How to read files with .xlsx and .xls extension in Azure data factory?
Excel files have a proprietary format and are not simple delimited files. As indicated here, Azure Data Factory does not have a direct option to import Excel files, eg you cannot create a Linked Service to an Excel file and read it easily. Your options are:
- Export or convert the data as flat files eg before transfer to cloud, as .csv, tab-delimited, pipe-delimited etc are easier to read than Excel files. This is your simplest option although obviously requires a change in process.
- Try shredding the XML - create a custom task to open the Excel file as XML and extract your data as suggested here.

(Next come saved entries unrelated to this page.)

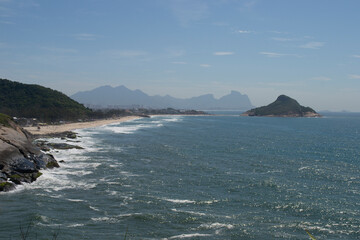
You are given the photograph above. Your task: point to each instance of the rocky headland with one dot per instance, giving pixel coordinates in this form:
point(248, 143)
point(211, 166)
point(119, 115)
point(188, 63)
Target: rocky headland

- SSIS packages are now supported in Azure Data Factory (with the Execute SSIS package activity) and have better support for Excel files, eg a Connection Manager. So it may be an option to create an SSIS package to deal with the Excel and host it in ADFv2. Warning! I have not tested this, I am only speculating it is possible. Also there is the overhead of creating an Integration Runtime (IR) for running SSIS in ADFv2.
- Try some other custom activity, eg there is a custom U-SQL Extractor for shredding XML on github here.
- Try and read the Excel using Databricks, some examples here although spinning up a Spark cluster to read a few Excel files does seem somewhat overkill. This might be a good option if Spark is already in your architecture.
Let us know how you get on.